Her Benevolence Knows No Limit: Part IOne of the major tenets of modern day social service agencies is the concept of self-sufficiency. At present-day JF&CS, we deal with people's immediate needs but also address how they can become more independent in the future. It is hard to believe that this concept was also at the heart of JF&CS predecessor agencies more than 100 years ago.

In the 1880's, pogroms, anti-Jewish laws, and heightened anti-Semitism in the Jewish Pale of Settlement in Russia and Eastern Europe caused a substantial increase in Jewish immigration to the United States. With one of the largest Jewish populations in the US, nearly 100,000 Jews listed Boston as their final destination when they arrived on American shores.

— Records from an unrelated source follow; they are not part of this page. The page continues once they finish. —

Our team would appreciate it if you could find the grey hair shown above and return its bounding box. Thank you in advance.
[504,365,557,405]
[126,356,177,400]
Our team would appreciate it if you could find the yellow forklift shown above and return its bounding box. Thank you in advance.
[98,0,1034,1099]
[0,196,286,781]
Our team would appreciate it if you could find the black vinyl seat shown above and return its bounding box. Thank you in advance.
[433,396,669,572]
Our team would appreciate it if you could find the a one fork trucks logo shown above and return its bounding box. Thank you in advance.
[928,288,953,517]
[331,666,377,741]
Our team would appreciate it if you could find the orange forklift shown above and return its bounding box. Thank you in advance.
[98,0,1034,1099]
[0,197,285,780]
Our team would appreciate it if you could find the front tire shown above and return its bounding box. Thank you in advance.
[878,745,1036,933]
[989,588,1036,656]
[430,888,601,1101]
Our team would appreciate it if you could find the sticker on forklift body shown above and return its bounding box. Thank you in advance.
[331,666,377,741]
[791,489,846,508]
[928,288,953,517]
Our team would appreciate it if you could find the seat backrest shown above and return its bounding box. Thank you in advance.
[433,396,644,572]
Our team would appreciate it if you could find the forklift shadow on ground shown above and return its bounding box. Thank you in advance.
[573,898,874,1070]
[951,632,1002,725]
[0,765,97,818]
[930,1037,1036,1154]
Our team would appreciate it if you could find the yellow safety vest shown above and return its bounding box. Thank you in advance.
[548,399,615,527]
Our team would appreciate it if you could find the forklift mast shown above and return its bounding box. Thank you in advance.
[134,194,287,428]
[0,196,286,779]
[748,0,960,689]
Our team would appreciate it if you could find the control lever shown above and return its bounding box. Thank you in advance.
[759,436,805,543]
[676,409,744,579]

Some 20 years prior to the massive wave of immigration, Boston area Jews provided charity for their needy through a handful of synagogues. But as immigration increased, and by extension, the numbers of people and families in need, the resources of the synagogues were strained. A group of "26 responsible men," members of Congregations Adath Israel and Ohabei Shalom, came together to form the United Hebrew Benevolent Association (UHBA) on January 10, 1864. Led by Nathan Strauss, the group modeled itself after secular benevolent societies, which appealed to the community for support and was the predecessor organization to today’s JF&CS.